2021-03-29

ライフコーポレーション・岩崎高治の食品スーパー論「危機を生き抜くライフラインとして」

岩崎高治・ライフコーポレーション社長



創業者・清水信次氏から後事を託されて


 ライフコーポレーションは、創業者で現会長の清水信次氏(1926年=大正15年4月生まれ)が1961年(昭和36年)11月、大阪・豊中市にスーパーマーケット『ライフストア』1号店を開店したのが始まり。

「流通の経営は、変化に対応できる感性がないと務まらない」というのが清水氏の持論。

 小売業は有為転変の世界。清水氏はそれを肌で実感じてきた。今は戦後75年余が経った。1950年代半ば以降、つまり敗戦から10年ちょっと経って、「さあ、新しい時代を創るぞ」という世代に清水氏は属する。

 同じ世代は、ダイエー創業者の中内㓛氏(1922―2005)やイオン創業者の岡田卓也(1925年=大正14年生まれ)、そして元西武流通グループ=セゾン代表の堤清二氏(1927―2013)という顔ぶれ。

 かつてダイエーを小売業日本一に育てあげ、流通革新の旗手としてもてはやされた中内氏。バブル経済がはじけた1990年代以降、経営が傾き始めてダイエーはイオン傘下に入った。

 堤氏が起こしたチェーンストア西友は米ウォルマートに買収されるなどオーナーが転々としている。

 欧米の小売業の研究・調査にいそしんできた清水氏は有為転変の小売業を知り抜いている。だから、自分たちの得意技を本業とし、「本業に徹する」ことの大事さを説いてきた。

 チェーンストアの〝本家〟である米国でも、1950年代半ばの流通ナンバーワンはA&P。しかし、10年経つと、シアーズが出てきて、A&Pは凋落。さらに10年経つと、シアーズがおかしくなり、Kマートの全盛時代を迎える。そして、もう10年経ったら、ウォルマートがトップに立つという変転の歴史。

 そして今は、インターネット通販が盛んになり、巨大ITプラットフォーマーの米アマゾンが小売業でも存在感を高める。「小売業を維持発展させることは容易ではありません。至難の業です」という清水氏の感慨には実感がこもる。

 清水氏は今年4月18日、95歳の誕生日を迎える。今から15年前、清水氏は79歳で40歳年下の現社長・岩崎高治氏に社長をバトンタッチして会長に就任、現在に至る。

 15年前、清水氏は岩崎氏に後事を託すときに、「当社は、今はいいですが、これで未来永劫いけると思ったら、大きな錯覚です。そういう意味でも、わたしは若い岩崎君が非常に適任ではないかと思ったのです」と本誌のインタビューで語っている。

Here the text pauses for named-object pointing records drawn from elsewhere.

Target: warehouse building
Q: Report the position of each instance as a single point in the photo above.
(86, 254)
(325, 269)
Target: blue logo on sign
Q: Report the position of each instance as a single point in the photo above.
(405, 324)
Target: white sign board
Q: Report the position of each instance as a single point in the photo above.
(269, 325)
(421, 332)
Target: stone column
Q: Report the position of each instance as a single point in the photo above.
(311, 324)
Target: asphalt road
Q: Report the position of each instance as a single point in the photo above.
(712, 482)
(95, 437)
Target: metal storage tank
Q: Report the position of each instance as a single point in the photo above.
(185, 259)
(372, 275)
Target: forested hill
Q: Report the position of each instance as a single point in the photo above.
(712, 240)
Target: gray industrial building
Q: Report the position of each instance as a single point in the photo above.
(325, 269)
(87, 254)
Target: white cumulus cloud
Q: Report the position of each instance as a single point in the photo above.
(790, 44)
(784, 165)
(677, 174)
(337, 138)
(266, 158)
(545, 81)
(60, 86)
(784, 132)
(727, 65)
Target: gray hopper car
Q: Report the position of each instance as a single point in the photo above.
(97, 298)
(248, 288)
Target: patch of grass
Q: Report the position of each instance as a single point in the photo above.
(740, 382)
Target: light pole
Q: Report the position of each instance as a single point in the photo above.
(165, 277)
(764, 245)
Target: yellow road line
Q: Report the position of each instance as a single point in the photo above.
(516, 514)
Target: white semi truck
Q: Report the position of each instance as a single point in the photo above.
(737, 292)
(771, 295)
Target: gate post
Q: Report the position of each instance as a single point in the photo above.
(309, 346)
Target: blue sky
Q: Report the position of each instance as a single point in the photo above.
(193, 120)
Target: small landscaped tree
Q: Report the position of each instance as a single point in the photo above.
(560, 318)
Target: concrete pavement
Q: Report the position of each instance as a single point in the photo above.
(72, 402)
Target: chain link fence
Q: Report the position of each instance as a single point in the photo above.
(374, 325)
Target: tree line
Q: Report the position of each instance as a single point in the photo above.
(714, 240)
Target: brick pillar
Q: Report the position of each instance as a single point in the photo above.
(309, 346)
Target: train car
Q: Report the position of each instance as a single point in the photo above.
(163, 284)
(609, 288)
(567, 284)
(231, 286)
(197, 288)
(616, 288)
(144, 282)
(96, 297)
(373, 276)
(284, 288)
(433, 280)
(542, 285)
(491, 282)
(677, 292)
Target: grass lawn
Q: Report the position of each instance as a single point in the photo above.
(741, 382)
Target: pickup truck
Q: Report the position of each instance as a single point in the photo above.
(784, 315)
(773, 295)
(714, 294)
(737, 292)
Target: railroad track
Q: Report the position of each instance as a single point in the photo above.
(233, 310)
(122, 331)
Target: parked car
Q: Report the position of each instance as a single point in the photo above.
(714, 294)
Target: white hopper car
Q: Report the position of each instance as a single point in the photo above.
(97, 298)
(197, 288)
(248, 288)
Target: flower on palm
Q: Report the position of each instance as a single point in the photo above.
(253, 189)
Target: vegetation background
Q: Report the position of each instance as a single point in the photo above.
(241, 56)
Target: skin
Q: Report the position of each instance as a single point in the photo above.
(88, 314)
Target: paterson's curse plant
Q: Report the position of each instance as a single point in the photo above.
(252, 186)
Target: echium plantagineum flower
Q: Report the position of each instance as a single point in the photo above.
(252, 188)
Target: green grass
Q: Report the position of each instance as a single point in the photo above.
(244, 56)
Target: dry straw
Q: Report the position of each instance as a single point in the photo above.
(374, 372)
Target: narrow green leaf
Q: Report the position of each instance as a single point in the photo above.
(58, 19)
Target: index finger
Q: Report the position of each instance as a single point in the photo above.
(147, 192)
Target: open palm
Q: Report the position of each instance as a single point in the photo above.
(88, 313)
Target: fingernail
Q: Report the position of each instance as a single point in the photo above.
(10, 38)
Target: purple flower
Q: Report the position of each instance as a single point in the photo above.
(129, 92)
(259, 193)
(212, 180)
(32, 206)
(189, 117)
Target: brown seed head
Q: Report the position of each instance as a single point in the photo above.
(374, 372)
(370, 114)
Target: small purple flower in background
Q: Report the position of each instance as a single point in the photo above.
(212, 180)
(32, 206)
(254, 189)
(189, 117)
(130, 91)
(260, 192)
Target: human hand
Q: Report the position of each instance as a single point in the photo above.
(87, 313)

 社長就任時の売上高は約3600億円、今は7600億円台で2倍以上。店舗数は189店から281店と1・5倍になって成長。

「トータルの数字だとそうですが、一店舗一店舗ずつ、その地域のお客様から選ばれるお店になろうと。それをみんなが理解してやってくれたのが大きいかなと思っています」と岩崎氏。

 その地域に根を生やして1番店を目指していく考えである。

 創業者・清水氏は三菱商事と資本提携(現在、三菱商事の持ち株比率は23・21%で筆頭)。岩崎氏は三菱商事出身で、ロンドン駐在時に清水氏にスカウトされたという経緯。

 岩崎氏は15年前、社長内定時の記者会見で、託された社長の仕事を「20年は続けたい」と明言。

 その共同記者会見で、清水氏は、「岩崎君は三菱商事に在籍」と説明。事実、その時はそうだったのだが、39歳の身で社長内定が決まったとき、岩崎氏は退路を断つという意味で、「社長20年」を口にしたのである。

 企業も人も未来永劫、安定はない。いろいろな危機やリスクが存在し、襲来する中で、安定させようと努力し続ける。そこに、〝人と人のつながり〟があるし、何より会長と社長というトップ同士のそれぞれの〝覚悟と決断〟がある。

『信頼』と『一期一会』──。岩崎氏が大事にする言葉だ。